Le deseo a todos mis colegas machos que la vida le dé la oportunidad de servir a alguien.
Para mí, madurar fue asumir que los humanos me interesan muchísimo, pero que la gran mayoría de aquellos con quienes trato, no ponen en juego su humanidad.
Así, he comenzado a evitarlos, porque me aburren. En cambio, con los niños y los perros puedo comunicarme directa y plenamente. No hay necesidad de hablar. A un niño le hago una cara y eso ya fue una charla.
Con los perros, es sólo la acción, darle una galleta, palmearle la cabeza, pegarle una patadita. A veces al Sr. Draco le ladro. No entiende, pero sabe que es algo que hago con él.
Con los niños y los perros puedo ser yo, sin tener que presentarme de ninguna manera, diciendo a qué me dedico, vistiéndome con determinado estilo, escuchando determinada música, diciendo que conozco a tal o cual persona, hablando de determinada forma.
Con los niños y los perros estoy como si estuviera desnudo. Pero si invitara a otras personas a que nos desnudáramos para poder ser nosotros como soy con los niños y los perros, las personas interpretarían mi invitación como una forma de presentarme y yo debería fundamentar mi propuesta, todo lo cual me agota antes de siquiera pensar en hacerlo. (Sin embargo, una vez lo hicimos con una amiga. Los dos habíamos perdido a nuestras novias y estábamos devastados, con una tristeza que rebalsaba de angustia y reclamaba que hiciéramos algo, y lo que hicimos fue desnudarnos y pasar así todo un día juntos. Resultó muy bien. Fue como darnos un abrazo).
Yo dejo hacer a los niños, en parte porque corro con la ventaja de que, no siendo su padre, no me hago cargo de las consecuencias de darles libertad. Lo mismo hago con los perros. Si el Sr. Draco tiene deseos intensos de quedarse horas oliendo un palo, allí me quedo parado. Algo le interesará de ese palo. He leído que un perro es capaz de conocer todo de otro perro, su historia, su salud, su dieta, su personalidad, sólo oliendo su orina. Imagino que oler el palo es para el Sr. Draco el equivalente a leer una novela de Tolstoi.
Si, como le sucede a cualquier perro, se le ocurriera comer los asuntos que otros han entregado y sus poco cívicos dueños no han recogido, miraré hacia otro lado porque me dará asco, pero bueno, si él siente que está comiendo trufas en el Savoy, ¿quién soy yo para dictarle los gustos?

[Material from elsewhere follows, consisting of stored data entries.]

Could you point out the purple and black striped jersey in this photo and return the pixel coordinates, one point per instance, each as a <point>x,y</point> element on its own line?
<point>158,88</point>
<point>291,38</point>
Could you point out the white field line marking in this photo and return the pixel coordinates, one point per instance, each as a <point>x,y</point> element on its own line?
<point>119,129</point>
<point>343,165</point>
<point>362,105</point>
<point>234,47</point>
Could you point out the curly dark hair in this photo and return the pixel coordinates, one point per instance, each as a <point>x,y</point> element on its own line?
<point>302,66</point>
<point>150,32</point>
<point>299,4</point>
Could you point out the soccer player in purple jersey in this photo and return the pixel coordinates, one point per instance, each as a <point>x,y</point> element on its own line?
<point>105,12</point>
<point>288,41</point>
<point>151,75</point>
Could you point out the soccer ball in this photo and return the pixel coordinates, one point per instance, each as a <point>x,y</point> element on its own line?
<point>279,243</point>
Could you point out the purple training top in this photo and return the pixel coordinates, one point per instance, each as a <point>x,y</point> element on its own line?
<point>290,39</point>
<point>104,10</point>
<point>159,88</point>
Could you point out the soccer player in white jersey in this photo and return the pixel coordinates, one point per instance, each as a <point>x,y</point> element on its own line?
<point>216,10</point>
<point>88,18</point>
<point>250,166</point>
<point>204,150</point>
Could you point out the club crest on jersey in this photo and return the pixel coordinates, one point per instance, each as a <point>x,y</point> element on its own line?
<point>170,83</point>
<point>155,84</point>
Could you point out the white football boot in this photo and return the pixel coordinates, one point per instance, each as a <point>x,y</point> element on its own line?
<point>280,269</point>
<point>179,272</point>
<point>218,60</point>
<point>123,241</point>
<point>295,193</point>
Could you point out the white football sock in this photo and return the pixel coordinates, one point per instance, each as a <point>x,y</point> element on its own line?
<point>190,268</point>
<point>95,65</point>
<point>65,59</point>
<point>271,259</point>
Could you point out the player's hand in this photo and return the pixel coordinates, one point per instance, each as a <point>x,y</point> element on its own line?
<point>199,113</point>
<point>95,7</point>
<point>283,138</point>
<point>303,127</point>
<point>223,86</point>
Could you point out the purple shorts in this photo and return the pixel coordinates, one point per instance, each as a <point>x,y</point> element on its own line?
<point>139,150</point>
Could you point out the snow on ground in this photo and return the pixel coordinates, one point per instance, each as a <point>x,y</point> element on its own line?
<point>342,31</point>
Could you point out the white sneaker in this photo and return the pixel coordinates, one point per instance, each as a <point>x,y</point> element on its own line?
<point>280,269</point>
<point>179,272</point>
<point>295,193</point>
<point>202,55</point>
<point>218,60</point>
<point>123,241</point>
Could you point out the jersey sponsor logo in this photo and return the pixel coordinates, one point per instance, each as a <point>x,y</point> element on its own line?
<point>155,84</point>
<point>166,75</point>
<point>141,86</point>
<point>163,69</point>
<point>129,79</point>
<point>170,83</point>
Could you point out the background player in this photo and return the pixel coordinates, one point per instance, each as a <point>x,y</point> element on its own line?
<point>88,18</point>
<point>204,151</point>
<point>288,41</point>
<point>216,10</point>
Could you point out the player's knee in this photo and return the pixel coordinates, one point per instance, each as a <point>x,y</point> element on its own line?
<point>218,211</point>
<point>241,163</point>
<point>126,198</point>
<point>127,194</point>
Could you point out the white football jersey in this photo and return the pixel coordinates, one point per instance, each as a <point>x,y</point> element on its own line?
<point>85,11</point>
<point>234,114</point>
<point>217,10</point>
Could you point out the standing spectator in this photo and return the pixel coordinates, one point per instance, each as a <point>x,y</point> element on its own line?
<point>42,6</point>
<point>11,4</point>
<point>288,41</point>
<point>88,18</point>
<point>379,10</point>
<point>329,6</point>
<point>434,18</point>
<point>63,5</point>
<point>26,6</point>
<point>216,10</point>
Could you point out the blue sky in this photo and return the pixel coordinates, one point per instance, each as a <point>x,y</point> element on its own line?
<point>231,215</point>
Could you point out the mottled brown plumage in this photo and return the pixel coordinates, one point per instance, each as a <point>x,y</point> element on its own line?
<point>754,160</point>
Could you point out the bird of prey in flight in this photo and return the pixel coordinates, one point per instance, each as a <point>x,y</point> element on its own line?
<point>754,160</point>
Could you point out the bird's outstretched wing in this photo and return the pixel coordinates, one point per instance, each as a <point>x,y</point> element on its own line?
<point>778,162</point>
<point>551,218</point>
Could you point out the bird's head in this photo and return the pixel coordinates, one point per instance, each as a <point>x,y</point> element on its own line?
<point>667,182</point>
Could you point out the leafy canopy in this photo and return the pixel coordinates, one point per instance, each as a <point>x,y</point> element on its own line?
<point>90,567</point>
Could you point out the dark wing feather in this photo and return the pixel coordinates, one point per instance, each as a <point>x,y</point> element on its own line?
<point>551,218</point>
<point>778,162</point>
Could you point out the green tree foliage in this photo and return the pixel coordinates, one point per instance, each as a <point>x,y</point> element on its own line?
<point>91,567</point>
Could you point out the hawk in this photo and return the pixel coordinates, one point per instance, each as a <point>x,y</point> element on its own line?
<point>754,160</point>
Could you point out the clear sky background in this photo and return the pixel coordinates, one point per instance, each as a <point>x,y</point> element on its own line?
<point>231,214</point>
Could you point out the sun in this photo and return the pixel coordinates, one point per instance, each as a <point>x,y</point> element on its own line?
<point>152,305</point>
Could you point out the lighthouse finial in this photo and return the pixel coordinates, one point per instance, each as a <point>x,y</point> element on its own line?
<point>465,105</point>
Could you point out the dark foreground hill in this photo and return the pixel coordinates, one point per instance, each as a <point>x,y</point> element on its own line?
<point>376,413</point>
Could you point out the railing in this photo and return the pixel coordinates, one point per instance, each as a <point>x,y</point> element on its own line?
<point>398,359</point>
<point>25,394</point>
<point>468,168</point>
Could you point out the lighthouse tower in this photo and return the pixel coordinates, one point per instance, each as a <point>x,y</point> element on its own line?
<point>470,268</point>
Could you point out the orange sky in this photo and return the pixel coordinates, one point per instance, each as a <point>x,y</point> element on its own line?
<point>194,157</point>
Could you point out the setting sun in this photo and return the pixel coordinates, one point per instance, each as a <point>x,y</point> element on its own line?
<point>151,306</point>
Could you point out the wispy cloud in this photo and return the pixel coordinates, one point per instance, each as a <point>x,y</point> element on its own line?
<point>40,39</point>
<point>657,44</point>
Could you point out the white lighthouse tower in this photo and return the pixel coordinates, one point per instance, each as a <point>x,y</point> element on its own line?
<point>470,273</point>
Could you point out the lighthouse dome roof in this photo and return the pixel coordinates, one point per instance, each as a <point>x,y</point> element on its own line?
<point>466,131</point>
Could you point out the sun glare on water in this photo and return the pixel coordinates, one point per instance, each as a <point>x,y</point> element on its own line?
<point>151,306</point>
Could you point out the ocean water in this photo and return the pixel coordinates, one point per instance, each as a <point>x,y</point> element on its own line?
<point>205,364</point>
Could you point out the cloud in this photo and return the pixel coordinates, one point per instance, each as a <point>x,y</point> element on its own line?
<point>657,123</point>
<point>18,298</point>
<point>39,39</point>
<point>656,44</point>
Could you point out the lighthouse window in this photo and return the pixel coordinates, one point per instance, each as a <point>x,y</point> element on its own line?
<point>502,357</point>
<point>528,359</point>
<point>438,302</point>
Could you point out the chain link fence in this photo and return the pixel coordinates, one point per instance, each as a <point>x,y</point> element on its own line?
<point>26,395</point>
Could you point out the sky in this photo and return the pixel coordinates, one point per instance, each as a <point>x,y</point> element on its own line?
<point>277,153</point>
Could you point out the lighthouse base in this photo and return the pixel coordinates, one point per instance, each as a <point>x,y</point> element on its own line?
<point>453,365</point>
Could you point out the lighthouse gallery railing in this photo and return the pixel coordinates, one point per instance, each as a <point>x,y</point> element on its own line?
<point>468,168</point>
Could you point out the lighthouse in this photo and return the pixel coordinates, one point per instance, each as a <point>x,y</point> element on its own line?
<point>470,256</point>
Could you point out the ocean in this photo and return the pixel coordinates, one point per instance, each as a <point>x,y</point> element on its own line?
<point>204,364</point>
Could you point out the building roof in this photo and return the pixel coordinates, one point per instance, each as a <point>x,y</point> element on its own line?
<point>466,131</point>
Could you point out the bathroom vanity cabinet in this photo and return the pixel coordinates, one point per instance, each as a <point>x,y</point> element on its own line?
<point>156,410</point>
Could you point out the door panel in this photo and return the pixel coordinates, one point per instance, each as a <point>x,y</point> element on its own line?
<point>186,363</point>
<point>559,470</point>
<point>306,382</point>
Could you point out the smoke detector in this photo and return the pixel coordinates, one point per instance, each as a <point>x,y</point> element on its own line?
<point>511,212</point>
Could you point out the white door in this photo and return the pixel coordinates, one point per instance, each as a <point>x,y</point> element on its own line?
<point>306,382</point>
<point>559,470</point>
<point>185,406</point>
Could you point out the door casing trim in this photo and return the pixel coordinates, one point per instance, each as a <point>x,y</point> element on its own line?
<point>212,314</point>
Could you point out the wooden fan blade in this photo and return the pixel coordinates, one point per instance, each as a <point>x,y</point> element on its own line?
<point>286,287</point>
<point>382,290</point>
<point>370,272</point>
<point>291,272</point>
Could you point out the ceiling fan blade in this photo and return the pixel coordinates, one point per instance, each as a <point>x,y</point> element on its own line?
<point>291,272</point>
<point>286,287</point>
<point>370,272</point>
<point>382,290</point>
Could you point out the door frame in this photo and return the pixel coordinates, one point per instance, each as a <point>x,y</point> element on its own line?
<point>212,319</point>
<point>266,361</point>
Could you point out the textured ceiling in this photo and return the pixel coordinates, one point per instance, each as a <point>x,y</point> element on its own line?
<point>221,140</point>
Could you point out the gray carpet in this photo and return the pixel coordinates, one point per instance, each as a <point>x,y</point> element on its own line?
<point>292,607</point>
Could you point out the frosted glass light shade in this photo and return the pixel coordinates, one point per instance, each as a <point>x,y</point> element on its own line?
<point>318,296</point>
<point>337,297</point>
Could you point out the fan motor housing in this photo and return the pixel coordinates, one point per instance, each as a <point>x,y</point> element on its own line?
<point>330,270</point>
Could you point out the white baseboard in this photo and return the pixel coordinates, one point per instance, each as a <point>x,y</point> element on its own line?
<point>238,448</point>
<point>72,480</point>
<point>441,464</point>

En unos días regresará la ama del Sr. Draco, que lo estima muchísimo, y él tiene auténtica veneración por ella. Nos despediremos con el Sr. Draco sin decirnos nada. Yo pensaré que volveré a verlo pronto, mientras él, en cambio, no pensará nada. El futuro no es un asunto.
Como en tantas otras cosas, cuando parece tonto por animal, tendrá razón. Pensaré en ese último mensaje suyo, mientras vuelva caminando a mi casa, solo.